From the GDT outputs come alternating square-wave pulses 180 degrees out of phase, which control the IRFP450s. Together with the two 3µF capacitors they form a half-bridge, which sends alternating current through the main power transformer. The two 3µF capacitors will carry all of the load current, and should be polypropylene foil type capacitors. Some designs use electrolytics for the half-bridge and filter capacitors in one, but I've found that the electrolytic heat up and eventually fail when used this way. The amount of average current sent through the transformer is controlled by the duty cycle, which is controlled by the TL494. The secondary is center-tapped so dual diode rectification can be use. For filtration of the rectified output a 33µH inductor and 1000µF capacitor are used. The double 400V 16A rectifiers seem to be overkill, but I found them necessary. They were reasonably cheap anyway. Experiments with 60V Schottky diodes resulted in plenty of failures for some unknown reason, so I would go no lower than 100V, and rate the diodes generously for the current. This is your workhorse remember!

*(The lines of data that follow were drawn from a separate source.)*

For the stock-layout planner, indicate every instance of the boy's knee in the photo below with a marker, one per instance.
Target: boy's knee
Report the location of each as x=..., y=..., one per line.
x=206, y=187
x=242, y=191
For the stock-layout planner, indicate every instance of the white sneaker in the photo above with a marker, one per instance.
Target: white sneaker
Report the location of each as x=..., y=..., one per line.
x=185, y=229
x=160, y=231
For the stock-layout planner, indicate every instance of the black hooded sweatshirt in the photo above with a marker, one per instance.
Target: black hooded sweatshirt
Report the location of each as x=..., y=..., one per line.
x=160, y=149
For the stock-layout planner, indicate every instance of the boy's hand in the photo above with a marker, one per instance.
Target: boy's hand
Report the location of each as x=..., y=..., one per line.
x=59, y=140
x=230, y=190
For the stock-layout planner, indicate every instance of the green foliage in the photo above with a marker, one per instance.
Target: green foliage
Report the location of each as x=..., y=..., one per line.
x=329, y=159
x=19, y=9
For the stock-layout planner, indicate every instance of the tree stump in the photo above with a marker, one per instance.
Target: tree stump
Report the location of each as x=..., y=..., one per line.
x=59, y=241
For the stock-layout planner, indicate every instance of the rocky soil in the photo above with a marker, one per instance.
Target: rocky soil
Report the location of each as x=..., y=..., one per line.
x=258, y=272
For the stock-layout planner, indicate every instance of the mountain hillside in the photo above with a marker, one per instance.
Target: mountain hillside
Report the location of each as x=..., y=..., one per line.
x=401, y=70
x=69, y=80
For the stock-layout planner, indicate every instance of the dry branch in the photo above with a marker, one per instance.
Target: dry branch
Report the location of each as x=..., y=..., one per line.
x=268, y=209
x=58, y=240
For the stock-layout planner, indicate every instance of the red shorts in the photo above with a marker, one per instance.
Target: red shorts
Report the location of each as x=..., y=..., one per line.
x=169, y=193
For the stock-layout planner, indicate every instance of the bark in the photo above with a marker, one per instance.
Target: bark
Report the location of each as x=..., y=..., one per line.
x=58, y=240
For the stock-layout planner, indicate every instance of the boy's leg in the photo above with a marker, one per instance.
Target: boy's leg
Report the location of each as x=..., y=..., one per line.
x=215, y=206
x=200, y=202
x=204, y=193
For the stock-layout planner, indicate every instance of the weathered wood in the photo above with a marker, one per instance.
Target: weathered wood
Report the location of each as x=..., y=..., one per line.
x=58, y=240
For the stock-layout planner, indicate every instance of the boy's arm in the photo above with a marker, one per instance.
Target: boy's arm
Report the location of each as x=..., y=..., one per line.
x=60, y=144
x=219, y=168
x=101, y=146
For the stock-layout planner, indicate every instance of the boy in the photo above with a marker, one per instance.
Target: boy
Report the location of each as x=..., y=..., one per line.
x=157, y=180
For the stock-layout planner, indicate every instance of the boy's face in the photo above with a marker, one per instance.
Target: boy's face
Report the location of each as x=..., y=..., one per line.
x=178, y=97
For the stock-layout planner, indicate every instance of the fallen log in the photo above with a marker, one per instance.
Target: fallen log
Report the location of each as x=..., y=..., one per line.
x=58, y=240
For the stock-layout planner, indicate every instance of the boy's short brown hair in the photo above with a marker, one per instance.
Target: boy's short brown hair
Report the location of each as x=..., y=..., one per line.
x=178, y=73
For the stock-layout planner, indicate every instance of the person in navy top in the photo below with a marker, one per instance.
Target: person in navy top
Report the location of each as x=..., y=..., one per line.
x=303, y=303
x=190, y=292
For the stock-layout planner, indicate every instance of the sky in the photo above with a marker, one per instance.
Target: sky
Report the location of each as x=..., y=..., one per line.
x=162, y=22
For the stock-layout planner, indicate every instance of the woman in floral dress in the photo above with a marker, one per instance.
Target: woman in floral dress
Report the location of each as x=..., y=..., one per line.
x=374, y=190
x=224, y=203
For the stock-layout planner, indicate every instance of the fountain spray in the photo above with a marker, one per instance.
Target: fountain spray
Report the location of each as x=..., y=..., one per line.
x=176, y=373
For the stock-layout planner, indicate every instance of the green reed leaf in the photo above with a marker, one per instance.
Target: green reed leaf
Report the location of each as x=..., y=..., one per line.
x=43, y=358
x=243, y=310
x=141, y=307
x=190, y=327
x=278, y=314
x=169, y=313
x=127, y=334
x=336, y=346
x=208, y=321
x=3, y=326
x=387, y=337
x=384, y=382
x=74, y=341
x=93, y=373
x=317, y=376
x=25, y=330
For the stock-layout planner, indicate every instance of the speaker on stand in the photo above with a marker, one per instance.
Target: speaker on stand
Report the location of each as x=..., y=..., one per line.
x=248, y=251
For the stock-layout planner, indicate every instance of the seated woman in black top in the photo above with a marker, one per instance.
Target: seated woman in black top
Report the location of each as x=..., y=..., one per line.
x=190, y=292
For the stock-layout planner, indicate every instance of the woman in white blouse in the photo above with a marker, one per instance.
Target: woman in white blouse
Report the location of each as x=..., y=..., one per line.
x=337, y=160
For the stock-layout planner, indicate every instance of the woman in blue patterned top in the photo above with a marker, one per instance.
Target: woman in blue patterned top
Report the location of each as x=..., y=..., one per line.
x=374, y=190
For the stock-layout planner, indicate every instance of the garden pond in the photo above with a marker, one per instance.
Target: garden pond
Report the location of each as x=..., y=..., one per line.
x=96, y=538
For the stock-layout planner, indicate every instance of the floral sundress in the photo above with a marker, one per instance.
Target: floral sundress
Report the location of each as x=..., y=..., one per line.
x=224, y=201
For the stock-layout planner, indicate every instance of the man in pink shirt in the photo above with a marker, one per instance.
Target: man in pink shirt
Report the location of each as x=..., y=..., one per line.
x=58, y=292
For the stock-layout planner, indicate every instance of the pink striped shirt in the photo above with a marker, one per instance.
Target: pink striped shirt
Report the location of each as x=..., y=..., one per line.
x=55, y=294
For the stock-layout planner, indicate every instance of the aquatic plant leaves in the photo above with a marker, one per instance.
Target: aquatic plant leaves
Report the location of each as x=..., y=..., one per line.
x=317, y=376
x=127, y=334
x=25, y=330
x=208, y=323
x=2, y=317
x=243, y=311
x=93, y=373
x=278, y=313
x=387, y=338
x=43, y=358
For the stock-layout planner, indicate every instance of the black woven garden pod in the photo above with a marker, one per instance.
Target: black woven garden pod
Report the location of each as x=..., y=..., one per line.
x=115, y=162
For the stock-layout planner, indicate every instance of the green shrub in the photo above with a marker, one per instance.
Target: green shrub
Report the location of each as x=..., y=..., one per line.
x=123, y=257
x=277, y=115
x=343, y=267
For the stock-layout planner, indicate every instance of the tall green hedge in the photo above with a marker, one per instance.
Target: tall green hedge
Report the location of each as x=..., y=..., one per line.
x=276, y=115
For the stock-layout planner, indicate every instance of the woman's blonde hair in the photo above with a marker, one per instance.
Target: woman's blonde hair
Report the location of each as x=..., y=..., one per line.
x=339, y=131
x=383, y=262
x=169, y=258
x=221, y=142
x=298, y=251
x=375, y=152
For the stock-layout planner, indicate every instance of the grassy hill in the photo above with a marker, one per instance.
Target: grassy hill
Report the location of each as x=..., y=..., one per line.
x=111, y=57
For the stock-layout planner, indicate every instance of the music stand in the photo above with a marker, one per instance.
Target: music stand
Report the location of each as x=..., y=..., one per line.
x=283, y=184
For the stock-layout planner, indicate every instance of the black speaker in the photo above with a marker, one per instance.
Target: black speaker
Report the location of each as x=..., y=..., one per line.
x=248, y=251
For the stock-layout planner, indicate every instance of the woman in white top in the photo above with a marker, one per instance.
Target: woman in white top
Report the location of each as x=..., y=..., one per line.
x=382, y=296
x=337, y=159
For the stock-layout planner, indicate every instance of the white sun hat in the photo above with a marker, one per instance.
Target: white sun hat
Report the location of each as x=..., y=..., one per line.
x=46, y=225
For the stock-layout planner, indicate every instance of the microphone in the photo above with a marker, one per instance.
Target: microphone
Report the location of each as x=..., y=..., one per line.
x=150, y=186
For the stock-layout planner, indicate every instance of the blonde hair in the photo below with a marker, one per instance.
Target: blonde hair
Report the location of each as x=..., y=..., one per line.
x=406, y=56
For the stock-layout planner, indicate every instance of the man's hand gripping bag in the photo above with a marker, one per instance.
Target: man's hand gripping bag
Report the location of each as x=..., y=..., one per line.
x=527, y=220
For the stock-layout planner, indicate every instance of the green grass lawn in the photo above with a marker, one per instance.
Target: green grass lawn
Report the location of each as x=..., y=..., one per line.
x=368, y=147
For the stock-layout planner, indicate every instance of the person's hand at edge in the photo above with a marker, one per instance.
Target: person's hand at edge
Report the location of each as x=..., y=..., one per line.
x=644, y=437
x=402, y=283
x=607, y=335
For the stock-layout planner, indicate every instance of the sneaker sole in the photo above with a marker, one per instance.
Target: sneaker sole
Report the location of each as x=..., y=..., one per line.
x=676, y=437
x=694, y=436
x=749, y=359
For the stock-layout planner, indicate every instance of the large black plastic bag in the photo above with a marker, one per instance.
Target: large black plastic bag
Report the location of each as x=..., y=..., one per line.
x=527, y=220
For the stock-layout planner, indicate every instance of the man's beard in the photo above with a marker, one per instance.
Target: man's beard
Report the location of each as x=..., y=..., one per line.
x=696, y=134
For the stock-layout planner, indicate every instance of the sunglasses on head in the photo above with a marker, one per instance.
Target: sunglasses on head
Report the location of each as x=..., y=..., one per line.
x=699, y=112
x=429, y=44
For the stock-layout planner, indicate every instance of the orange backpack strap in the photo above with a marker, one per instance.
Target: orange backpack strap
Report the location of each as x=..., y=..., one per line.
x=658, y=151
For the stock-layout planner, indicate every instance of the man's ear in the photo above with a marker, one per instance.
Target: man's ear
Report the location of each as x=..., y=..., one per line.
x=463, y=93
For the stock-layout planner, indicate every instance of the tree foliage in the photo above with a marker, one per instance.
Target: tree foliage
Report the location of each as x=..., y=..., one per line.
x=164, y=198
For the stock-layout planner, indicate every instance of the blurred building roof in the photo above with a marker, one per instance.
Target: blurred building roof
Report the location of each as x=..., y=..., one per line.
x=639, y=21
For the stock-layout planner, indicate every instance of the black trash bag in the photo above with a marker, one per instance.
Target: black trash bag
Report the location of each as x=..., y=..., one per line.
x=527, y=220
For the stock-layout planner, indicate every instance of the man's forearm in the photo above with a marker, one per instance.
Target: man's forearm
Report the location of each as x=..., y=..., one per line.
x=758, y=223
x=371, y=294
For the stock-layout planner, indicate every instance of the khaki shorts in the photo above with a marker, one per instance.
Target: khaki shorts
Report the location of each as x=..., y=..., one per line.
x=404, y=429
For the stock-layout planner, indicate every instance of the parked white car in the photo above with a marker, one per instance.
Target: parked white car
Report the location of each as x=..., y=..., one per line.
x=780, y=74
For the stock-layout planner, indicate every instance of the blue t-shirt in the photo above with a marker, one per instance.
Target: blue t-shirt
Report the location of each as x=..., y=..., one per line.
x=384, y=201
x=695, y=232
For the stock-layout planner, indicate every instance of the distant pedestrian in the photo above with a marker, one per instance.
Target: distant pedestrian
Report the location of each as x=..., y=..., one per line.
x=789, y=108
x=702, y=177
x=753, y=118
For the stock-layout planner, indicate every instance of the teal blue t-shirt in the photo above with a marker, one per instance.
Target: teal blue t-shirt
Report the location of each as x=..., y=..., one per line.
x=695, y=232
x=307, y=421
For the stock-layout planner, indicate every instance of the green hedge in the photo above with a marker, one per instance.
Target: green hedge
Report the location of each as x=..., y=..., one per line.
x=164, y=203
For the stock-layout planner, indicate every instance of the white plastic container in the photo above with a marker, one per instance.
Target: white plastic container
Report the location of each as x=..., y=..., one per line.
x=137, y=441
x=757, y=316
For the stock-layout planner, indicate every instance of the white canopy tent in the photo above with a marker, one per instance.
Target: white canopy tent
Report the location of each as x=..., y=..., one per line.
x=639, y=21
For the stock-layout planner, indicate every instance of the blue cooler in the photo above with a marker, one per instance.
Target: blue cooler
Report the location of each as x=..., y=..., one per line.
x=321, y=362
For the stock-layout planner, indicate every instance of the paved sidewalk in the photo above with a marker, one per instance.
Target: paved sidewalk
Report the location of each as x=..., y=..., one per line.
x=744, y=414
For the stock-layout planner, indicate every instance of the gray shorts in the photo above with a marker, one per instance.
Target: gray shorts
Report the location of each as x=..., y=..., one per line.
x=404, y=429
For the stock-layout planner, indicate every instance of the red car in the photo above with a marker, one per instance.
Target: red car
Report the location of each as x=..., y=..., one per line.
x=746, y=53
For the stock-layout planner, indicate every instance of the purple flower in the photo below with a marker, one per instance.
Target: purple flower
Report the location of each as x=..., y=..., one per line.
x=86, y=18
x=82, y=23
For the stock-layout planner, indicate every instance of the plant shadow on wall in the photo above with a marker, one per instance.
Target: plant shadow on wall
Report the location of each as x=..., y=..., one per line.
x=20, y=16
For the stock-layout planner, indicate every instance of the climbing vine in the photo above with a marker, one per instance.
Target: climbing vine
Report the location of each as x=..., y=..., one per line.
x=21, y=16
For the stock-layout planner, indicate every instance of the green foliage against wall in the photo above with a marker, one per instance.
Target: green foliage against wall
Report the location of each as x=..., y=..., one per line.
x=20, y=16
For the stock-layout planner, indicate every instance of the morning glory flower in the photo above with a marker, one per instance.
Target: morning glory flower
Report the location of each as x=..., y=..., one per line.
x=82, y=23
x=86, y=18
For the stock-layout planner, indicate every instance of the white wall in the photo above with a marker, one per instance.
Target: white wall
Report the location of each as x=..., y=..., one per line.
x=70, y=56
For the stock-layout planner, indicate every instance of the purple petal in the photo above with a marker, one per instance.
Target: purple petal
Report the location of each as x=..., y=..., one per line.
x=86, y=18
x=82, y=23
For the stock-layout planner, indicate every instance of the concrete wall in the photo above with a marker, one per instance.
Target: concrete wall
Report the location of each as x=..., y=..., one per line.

The power transformer itself was put together from an old ATX core, which is ideal since they are used in this exact same fashion and frequency. They might not be large enough for continuous operation at more than 300W, but enough to last shorter runs at twice that. A good question is how to design a transformer for 750W operation. What limits power in transformers is how much power they can dissipate. A core can lose power through losses tied to drive frequency and/or magnetic flux being too high, but that's about it unless I'm mistaken. The other losses are copper losses from the windings, and ideally you want to fill the entire window area with copper to reduce the resistance as much as possible. So if you can the required number of turns in at the required thickness in the winding area, the core is large enough. The resistance of the wires, even if only 0.5 ohms can drop a decent amount of voltage. Now the DC resistance might seem low, but remember that the skin effect kicks in too, increasing the effective AC resistance. At 45kHz, for 16A capable wire I would use four strands of 22AWG twisted together as litz wire. The primary only has to handle about 4-5A at full load, so bifilar 22AWG should be enough.